By on March 30, 2017 | Opinions

The Ministry of Civil Aviation is planning to frame a set of rules to govern how airlines can deal with situations which require barring people from flying. This comes in the wake of recent incident involving assault of an Air India employee by a Member of Parliament prompting Air India and other popular carriers to ban him from flying. While airlines have the right to stop people from boarding if they can cause trouble during flight but that was an independent decision resting with the airlines. The Ministry is looking to add clarifications on what power rests with the carriers, what situations can trigger an action and what could be the duration of the ban.

airport no fly

During a recent parliament session, civil aviation minister Ashok Gajapathi Raju said that flight safety was top priority and such cases would not be tolerated. He also clarified that there can’t be an unequal approach to who is banned keeping safety issues in mind.

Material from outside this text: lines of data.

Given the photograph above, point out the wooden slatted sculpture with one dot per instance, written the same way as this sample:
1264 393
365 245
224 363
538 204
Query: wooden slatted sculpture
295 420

Riotous behaviour by travellers is a growing problem worldwide. IATA released a fact sheet about unruly passengers in December last year. The statistics collected by IATA very clearly indicate that it has become a significant problem. IATA collected 49,084 reports from airlines concerning unruly passengers between 2007 and 2015. The rate went up from 1 incident every 1,282 flights in 2014 to 1 incident every 1,205 flights in 2015. Most of the reports were of incidents that were verbal in nature but 11 percent of the reports related to incidents involving physical aggression. The statistics as you would expect, don’t cover all the airlines so in reality, things are much worse than what the numbers indicate.

Airlines certainly are sick of the menace some people create and creating a no-fly list looks like the right way forward. Being at the risk of getting into a no-fly list should also serve as a deterrent for many. However, it will be a long fight before it becomes a reality. Even beyond deciding the parameters for such a list, which will be a long debate in itself, the final call will be taken by government bodies where it is likely to turn from an action for better aviation into a political debate because of the trigger for this action being a high profile MP.

Implementation would also be a challenge. Plenty of incidents have been reported about individuals being caught in the system with US no-fly list because of their names matching people on the no fly list. This resulted in TSA introducing process for individuals affected by such situations. This problem scales up even further in India. A report by LiveMint quotes an airline official claiming that staff has been ordered to conduct hourly checks for any ticket booked under the name of MP in question. This works in case of high profile people on the list but how will the same be taken care of for others? Some of the IDs issued by government aren’t accepted by certain organisations, some others have been reported to be unreliable because of faulty processes, some haven’t been issued to all citizens and this weakens the possibility of a single baseline for the system.

We need a solution to improve the flying experience and make the life better for airline employees but that won’t be as easy as it appears to be. A lot of processes have to be taken care of before that.